Der Botschaftsbeamte gab mir meine Papiere zurück und sagte, ich hätte in Italien nichts zu suchen. Ich bewegte mich nicht und verlangte nach einer anständigen Antwort. Der Beamte meinte, ich hätte kein Recht auf eine Antwort und solle die Botschaft sofort verlassen! Ich versuchte das Unmögliche, ging zu einem Freund, der die italienische Sprache beherrscht, und ließ ihn einen Brief übersetzen, den ich auf Arabisch verfasst hatte. Es war ein Brief an den italienischen Ministerpräsidenten Silvio Berlusconi, in dem ich behauptete, der letzte Nachkomme Giuseppe Garibaldis zu sein, der zwischen 1859 und 1860 nach Tanger verbannt worden war.
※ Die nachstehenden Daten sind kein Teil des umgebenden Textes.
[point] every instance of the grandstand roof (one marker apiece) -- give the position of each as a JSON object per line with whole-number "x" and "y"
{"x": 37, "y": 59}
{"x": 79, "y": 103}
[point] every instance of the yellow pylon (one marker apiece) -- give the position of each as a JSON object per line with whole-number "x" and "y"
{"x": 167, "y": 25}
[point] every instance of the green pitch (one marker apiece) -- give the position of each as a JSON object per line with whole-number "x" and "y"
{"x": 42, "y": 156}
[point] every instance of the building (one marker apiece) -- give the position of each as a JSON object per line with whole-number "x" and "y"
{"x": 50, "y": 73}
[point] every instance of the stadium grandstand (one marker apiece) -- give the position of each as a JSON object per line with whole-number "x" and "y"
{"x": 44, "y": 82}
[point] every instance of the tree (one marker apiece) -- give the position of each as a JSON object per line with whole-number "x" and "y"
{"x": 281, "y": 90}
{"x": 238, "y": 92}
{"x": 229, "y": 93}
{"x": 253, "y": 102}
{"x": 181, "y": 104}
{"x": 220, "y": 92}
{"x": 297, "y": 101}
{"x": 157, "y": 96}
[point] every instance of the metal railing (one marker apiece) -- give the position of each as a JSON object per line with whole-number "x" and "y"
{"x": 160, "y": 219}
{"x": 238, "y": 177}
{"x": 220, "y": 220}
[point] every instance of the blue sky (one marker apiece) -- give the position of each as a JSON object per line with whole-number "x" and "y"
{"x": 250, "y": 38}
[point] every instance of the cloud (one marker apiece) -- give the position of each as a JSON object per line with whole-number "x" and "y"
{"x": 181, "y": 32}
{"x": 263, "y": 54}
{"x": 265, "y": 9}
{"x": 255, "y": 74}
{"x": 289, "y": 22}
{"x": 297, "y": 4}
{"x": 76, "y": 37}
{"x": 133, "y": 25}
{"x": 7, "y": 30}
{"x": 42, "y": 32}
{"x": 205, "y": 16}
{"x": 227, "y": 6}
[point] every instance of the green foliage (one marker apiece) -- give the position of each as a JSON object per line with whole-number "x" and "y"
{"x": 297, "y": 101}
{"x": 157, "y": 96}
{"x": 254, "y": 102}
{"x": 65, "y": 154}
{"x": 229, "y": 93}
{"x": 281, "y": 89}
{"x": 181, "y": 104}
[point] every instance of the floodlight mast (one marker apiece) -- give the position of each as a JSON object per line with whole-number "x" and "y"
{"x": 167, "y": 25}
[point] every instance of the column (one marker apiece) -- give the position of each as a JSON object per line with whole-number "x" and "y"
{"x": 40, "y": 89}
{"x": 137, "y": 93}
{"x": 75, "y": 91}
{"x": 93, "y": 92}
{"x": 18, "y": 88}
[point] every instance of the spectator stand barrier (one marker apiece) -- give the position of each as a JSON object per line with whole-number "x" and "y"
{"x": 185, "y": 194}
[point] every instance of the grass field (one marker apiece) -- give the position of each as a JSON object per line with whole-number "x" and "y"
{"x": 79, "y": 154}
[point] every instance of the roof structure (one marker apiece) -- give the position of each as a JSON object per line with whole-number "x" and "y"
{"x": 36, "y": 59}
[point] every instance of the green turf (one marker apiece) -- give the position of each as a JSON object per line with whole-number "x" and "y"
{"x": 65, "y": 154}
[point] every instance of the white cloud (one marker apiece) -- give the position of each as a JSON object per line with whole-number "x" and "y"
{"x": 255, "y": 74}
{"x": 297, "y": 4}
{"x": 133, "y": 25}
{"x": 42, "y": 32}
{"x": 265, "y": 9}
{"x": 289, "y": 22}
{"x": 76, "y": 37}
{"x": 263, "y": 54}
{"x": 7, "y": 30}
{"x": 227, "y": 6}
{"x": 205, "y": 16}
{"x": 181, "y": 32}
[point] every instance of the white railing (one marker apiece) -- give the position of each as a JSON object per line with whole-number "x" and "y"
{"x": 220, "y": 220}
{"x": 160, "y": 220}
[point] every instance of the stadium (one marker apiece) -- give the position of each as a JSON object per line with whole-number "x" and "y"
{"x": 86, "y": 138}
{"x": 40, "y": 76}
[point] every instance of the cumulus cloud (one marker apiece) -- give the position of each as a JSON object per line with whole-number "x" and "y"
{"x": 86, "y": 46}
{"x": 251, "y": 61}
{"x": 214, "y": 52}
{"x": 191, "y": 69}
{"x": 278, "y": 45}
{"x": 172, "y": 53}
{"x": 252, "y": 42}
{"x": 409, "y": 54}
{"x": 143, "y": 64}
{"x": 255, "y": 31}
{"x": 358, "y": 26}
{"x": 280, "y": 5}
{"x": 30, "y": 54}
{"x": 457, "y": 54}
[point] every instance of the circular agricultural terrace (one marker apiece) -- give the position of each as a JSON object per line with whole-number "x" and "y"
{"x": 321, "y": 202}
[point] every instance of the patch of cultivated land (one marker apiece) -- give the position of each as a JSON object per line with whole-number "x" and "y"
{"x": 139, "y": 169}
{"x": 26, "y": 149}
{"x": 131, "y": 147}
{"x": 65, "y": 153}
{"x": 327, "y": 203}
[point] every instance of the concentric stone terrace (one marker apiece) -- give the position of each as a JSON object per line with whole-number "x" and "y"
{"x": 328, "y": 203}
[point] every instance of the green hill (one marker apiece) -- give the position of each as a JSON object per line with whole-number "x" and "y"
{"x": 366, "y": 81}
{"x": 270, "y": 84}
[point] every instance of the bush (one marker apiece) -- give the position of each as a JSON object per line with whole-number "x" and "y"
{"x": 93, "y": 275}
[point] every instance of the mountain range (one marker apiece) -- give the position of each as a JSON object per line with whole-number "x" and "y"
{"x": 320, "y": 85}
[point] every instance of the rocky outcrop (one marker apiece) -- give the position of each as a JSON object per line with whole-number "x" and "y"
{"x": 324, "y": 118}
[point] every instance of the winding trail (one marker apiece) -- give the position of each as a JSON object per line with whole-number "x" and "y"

Mein Brief blieb unbeantwortet. Ich wusste nicht, was ich meiner Mutter sagen sollte, die Tag und Nacht für mich betete. Drei Schwestern, die älteste über dreißig, ohne Mann und ohne Job, und das gleiche Schicksal erwartet vermutlich die beiden anderen. Mein Vater war vor zwei Jahren in den Ruhestand gegangen. Er war für mehr als dreißig Jahre ein einfacher Beamter im Justizministerium gewesen. Seine Rente konnte die Familie nicht versorgen. Ich konnte diese Situation auf Dauer nicht ertragen, und beschloss, die Erde in Richtung Tanger zu durchbohren. Tanger: Anfang vom Ende, Wiege verlorener Träume, Mutter, die ihre Kinder für das Unbekannte verkauft.

Monate verbrachte ich in dieser Stadt, schlief auf dem Sandstrand, in kleinen Fischerbooten. Manchmal gab es keine Boote und keinen Himmel. Eines Tages jedenfalls würde ich die Gelegenheit haben, aus der verfluchten Stadt zu flüchten. Ich arbeitete als Kellner und verlor meinen Job beim ersten Streit, dann als Gemüseverkäufer am Petit Socco, später als illegaler Reiseführer. Manchmal verdiente ich mehr Geld als erwartet und teilte es mit den anderen. Mein Zuhause waren der Strand und seine unfreundliche Kälte. Selig sei die Sonne, sie schenkt uns Wärme. Ist es wahr, dass meine Landsleute so hungrig sind? Ich sah sie in blutigen Kämpfen um ein Stück Brot, um eine halbe Zigarette, um den Rest einer billigen Flasche Wein, um den Arsch einer Frau auf der Flucht.

Mein Gesicht steckte ich in den Sand. Der Fremde hat kein Gesicht. Manchmal zerriss ein Schrei die Stille. Wieder spülte uns das Meer Leichen an den Strand. Diesmal waren sechs Schwarzafrikaner von Haien zerfetzt worden. Mahlzeit für Fische. Ich war bereit, in den Tod zu gehen, anstatt mein Leben im gähnenden Warten zu vergeuden. Ich wollte weg, von diesem Land, von dieser Wüste, von diesen Menschen. Ich sah sie einander fressen wie wilde Tiere, mit müden roten Augen sah ich, wie Kain Abel mit einem riesigen Stein erschlug. Der Stein war größer als der greise Herr über uns.“

Schwaches Licht sickerte durch den schwarzen und staubigen Vorhang. Saad schnarchte noch. Am Tag zuvor hatte er geraucht und getrunken. Die Nacht durch hustete er heftig. Ich zwang mich, mein Bett zu verlassen. Ich war hungrig. Je mehr ich trank, desto hungriger wurde ich, wollte aber trinken, um meine Angst zu vergessen. Ich suchte meine Armbanduhr, wusste aber nicht, wo ich sie gelassen hatte. Schließlich fand ich sie; sie funktionierte nicht mehr. Hier brauchte man keine Uhren. Ich wollte Saad wecken, tat es im letzten Moment dann aber nicht. Ich eilte unter die Dusche. Ich war schmutzig und stank, hatte die ganze Nacht an meinem Körper gekratzt. Aus der Dusche kommend, sah ich, wie Saad darum kämpfte, seine Augen zu öffnen. Ich ging hinaus, ohne dass er mich bemerkte. Einige Minuten später kehrte ich in die Kabine zurück, um meine Brille zu holen, und blickte in die benachbarten Kabinen. Sie waren voll von Zigarettenrauch und Frauen, die laut sprachen und lachten! Es waren vermutlich Prostituierte, die diese Reise oft unternommen...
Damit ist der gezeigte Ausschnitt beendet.